Original Crane Hook plots had land held in common
From
Crane Hook on The Delaware by Jeannette Eckman
with permission of the Delaware Swedish Colonial Society
PDF (7mb) p 24
Whether the Dutch farmers had individual tracts to cultivate
or used the land in common is not known. The people of Crane
Hook were said to have received their land from the Dutch in
one tract. Before the building of Crane Hook Church, however,
the land had been divided into typical Dutch grants as deeds
and court records show, eight of them, 18 rods wide facing the
river with a larger tract at each end (Crane Hook Map I), each
plantation having in front of it a stretch of marsh of the same
width extending to the water's edge, each of these plots or
plantations, called "home lots" extended 150 rods west to the
border of a large tract of forest or woodland, which was held
in common by the home lot owners.
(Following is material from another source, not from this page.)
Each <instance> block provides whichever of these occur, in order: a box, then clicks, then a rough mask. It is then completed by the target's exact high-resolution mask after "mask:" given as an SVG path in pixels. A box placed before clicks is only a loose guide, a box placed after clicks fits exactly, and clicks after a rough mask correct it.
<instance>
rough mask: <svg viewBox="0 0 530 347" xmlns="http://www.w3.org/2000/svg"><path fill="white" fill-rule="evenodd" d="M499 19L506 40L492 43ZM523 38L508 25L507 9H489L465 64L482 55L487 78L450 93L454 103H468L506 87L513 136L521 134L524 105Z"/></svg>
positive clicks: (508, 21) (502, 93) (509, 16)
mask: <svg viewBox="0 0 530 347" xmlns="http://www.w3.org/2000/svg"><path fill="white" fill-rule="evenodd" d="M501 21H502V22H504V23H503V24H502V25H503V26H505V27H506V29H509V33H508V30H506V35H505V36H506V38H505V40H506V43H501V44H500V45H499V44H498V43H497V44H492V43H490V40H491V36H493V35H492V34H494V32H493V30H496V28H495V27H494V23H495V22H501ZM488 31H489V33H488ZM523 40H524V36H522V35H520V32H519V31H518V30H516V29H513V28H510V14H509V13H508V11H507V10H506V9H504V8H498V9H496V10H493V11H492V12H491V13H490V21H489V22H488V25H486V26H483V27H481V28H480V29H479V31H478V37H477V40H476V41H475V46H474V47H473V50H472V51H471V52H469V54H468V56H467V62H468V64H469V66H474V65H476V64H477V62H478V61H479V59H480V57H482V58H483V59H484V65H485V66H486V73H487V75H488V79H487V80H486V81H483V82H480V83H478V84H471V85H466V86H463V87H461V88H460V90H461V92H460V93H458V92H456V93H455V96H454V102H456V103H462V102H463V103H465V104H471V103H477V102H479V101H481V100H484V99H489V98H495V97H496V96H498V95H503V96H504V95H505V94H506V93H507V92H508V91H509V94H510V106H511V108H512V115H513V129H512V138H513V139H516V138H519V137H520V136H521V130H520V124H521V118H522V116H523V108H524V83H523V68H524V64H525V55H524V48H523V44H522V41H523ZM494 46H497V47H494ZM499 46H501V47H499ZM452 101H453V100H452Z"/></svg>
This arrangement repeated ;
that previously mentioned at "Fyre Hook" (Furu Udden), a
typical land grant method in the Dutch period, reproducing the
neat patterns of small farm communities in Holland. English confirmations
of the Fyre Hook tracts are identical patents to the
eight owners by name, followed by a separate patent naming all
the owners of the individual plots and granting them an adjoining
tract of meadow ground "not mentioned in their several patents,"
to be held "in common." Similar confirming patents for the
Crane Hook owners except for Simon Jansen are missing, but the
information concerning those plots is supplied by other documents
to be cited later.
Today, the Trustees of New Castle Common oversee land that is held in common. In this case it was granted by Penn in 1704
apparently on the basis of this Dutch custom.